Growing up as a newsboy on the streets of San Francisco, Jack London got to know and love “the wide-open, all-male flavor of saloonlife.”
“I had no time to read. I was busy getting exercise and learning how to fight, busy learning forwardness, and brass and bluff. I had an imagination and a curiosity about all things that made me plastic. Not least among the things I was curious about was the saloon. And I was in and out of many a one. . . .”
“The saloon was the place of congregation. Men gathered to it as primitive men gathered about the fire of the squatting place or the fire at the mouth of the cave.”
“By way of the saloon I had escaped from the narrowness of woman’s influence into the wide free world of men. All ways led to the saloon [whose] doors were ever open. And always and everywhere I found saloons, on highway and byway, up narrow alleys and on busy thoroughfares, bright-lighted and cheerful, warm in winter and in summer dark and cool.”
“Yes, the saloon was a mighty fine place, and it was more than that. … The saloons are poor men’s clubs. Saloons are congregating places. We engaged to meet one another in saloons. We celebrated our good fortune or wept our grief in saloons. We got acquainted in saloons.”
“In the saloons, life was different. Men talked with great voices, laughed great laughs, and there was an atmosphere of greatness. Here was something more than the common every-day where nothing happened. Here life was always very live, and, sometimes even lurid, when blows were struck, and blood was shed, and big policemen came shouldering in. Great moments, these, for me, my head filled with all the wild and valiant fighting of the gallant adventurers on sea and land. There were no big moments when I trudged along the street throwing my papers in at doors. But in the saloons, even the sots, stupefied, sprawling across the tables or in the sawdust, were objects of mystery and wonder.”
And more, the saloons were right. The city fathers sanctioned them and licensed them. They were not terrible places I heard boys deem them who lacked my opportunities to know. Terrible they might be, but then that only meant they were terribly wonderful, and it is the terribly wonderful that a boy desired to know. In the same way pirates, and shipwrecks, and battles were terrible; and what healthy boy wouldn’t give his immortal soul to participate in such affairs?”
“Besides, in saloons I saw reporters, editors, lawyers, judges, who names and faces I knew. They put the seal of social appeal on the saloon. They verified my own feeling of fascination in the saloon. They, too, must have found that there was something different, that something beyond, which I sensed and groped after. What it was, I did not know; yet there it must be, for there men focused like buzzing flies about a honey pot.”

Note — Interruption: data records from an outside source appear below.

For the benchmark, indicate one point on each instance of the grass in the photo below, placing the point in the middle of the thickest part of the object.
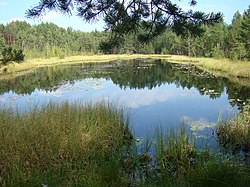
(30, 64)
(62, 145)
(234, 135)
(89, 145)
(221, 67)
(224, 67)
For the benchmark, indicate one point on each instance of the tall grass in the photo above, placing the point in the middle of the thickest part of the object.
(225, 67)
(62, 145)
(91, 145)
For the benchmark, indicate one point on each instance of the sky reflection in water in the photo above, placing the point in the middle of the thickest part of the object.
(150, 108)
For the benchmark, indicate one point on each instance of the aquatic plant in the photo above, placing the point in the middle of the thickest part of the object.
(62, 145)
(234, 135)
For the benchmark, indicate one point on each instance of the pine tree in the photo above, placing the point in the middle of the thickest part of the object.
(245, 31)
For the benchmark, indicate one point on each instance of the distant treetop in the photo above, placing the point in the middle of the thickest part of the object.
(129, 16)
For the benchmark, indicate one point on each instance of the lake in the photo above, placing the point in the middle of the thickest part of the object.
(155, 92)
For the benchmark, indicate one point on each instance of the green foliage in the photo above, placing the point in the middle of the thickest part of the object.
(123, 18)
(62, 145)
(234, 135)
(89, 145)
(10, 54)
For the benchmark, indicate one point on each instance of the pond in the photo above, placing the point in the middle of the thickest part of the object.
(155, 92)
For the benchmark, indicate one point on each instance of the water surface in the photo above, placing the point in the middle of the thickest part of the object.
(155, 92)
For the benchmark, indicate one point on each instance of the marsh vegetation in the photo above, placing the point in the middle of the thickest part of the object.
(62, 140)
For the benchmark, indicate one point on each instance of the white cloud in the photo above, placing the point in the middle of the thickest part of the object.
(198, 124)
(3, 3)
(18, 19)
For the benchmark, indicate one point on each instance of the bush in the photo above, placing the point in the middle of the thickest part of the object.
(10, 54)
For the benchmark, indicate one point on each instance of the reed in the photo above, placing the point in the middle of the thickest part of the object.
(61, 145)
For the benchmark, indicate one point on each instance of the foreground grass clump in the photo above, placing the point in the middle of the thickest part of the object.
(62, 145)
(234, 135)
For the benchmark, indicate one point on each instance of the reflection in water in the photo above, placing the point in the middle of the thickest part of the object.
(157, 92)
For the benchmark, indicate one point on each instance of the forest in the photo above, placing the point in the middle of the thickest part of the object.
(47, 40)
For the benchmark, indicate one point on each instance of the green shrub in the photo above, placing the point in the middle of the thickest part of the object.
(10, 54)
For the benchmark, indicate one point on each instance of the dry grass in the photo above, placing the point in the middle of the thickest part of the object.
(225, 67)
(61, 145)
(15, 68)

In saloons, confirms Madelon Powers, “men defined themselves as men. They established standards of manly comportment and continuously reaffirmed their personal and group esteem by observing. . . standards. They sought out men of the same age cohort whose experiences and interests chronologically paralleled their own. . . . Single men, married men, migrating men whose families waited behind—all sought fellowship and solace from barmates in comparable situations. As regulars dealt collectively with these deeply personal concerns, they cultivated the kind of intimate, emotionally charged relationships associated with community.”
“Bolstering the regulars’ ethic of manliness was the ambience of the saloon itself. Indeed, nearly every feature of the saloon’s interior seemed designed to promote an aura of freewheeling masculinity. The air was redolent with beer fumes and cigar smoke. The bar’s footrail was itself ‘a symbol of masculinity emancipate’ . . . Wall decorations often included photographs of prizefighters such as John L. Sullivan . . . depictions of cockfights, horse races and battleships, Also popular with lithographs of buxom, scantily clad women who posed provocatively. . . . Brass cuspidors stood within convenient spitting distance, with sawdust scattered about to accommodate lapses in marksmanship. For those disinclined to answer calls of nature, a few establishments even featured a urination trough on the floor running lengthwise along the bar counter, built on a slight tilt to facilitate flushing.
In the opening years of the 20th century, the urban saloon served to” reinforce feelings of uninhibited masculinity and gender solidarity among workingmen.” It was a place, as Hutchins Hapgood observed of McSorley’s Saloon in New York, where “no woman ever passed or passes the threshold.” A place where “workingmen . . . sit quietly for hours over one or two mugs of ale look as if they never thought of a woman. They are maturely reflecting in purely male ways and solemnly discoursing, untroubled by skirts or domesticity.”
[Sources: Madelon Powers, Faces Along the Bar: Lore and Order in the Workingman’s Saloon, 1870-1920 (The University of Chicago Press, 1998); Jack London, John Barleycorn (1913); Hutchins Hapgood, “McSorley’s Saloon,” Harpers Weekly, Vol 58, October 25, 1913.]